Fortunately, Pixar provides Deep Texture API and even the example code is dsMearge software which combines multiple deep shadow maps to one deep shadow map. However, the code has some problem and was hard to fix.
I wrote my own code that just over one deep shadow map to the other deep shadow map according to the order of parameters. It is definitely not an ideal deep shadow merging solution but for this project, I know I only need to combine two deep shadow maps, and one of them is always in front of the others, so it is good enough for this project.

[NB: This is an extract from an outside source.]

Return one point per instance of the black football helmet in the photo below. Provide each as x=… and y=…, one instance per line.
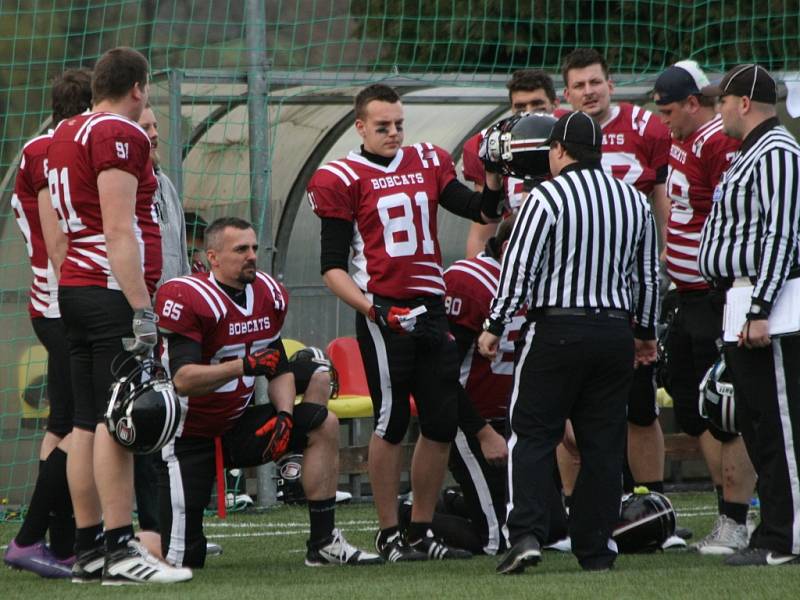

One thing that I haven’t tried for this ho_dsOver is filtering. For now, the result deep shadow file size is almost the sum of the size of two input deep shadow files. Deep Texture API also provides filtering method, so I think I can reduce the file size using this filtering.
code: ho_dsOver.cpp
I am using adaptive multipoint radius to reduce group-like movement, but it still has a problem. It’s ok if I expand 1 point to 20 ~30 points, but if I expand it over 100 times, I starts to recognize the spherical shape. I haven’t found any better distribution method for that but found how to make better final result. Ri filter works for external rib archives, so instead of simulating particles in Maya one time, if I simulate particles multiple times with different seed and export them as a archives, my ri filter will collect them into one data and slice them all together, so multiple simulation data can become one image with a accurate shadow.
4. Conclusion
I can say using this solution I can render almost unlimited number of particles. It is independent from the amount of memory. If I want to render more particles, I only need more time, but point rendering is not a time consuming. It’s usually memory consuming. One thing that can affect the maximum number of particle is sorting collected particles, but I have tried 300,000 particle sorting and took less then 1 second, so it won’t be a big problem even though increasing sorting time is not linear.
I think this project was very good chance to learn how to solve various problem in different ways. I confronted many problems and had to find solutions in many places and form many people. I also found many possibilities of renderman plug-ins especially ri-filter. It was also good chance to learn C++.
And, I hope I can make some shot using this solution ASAP.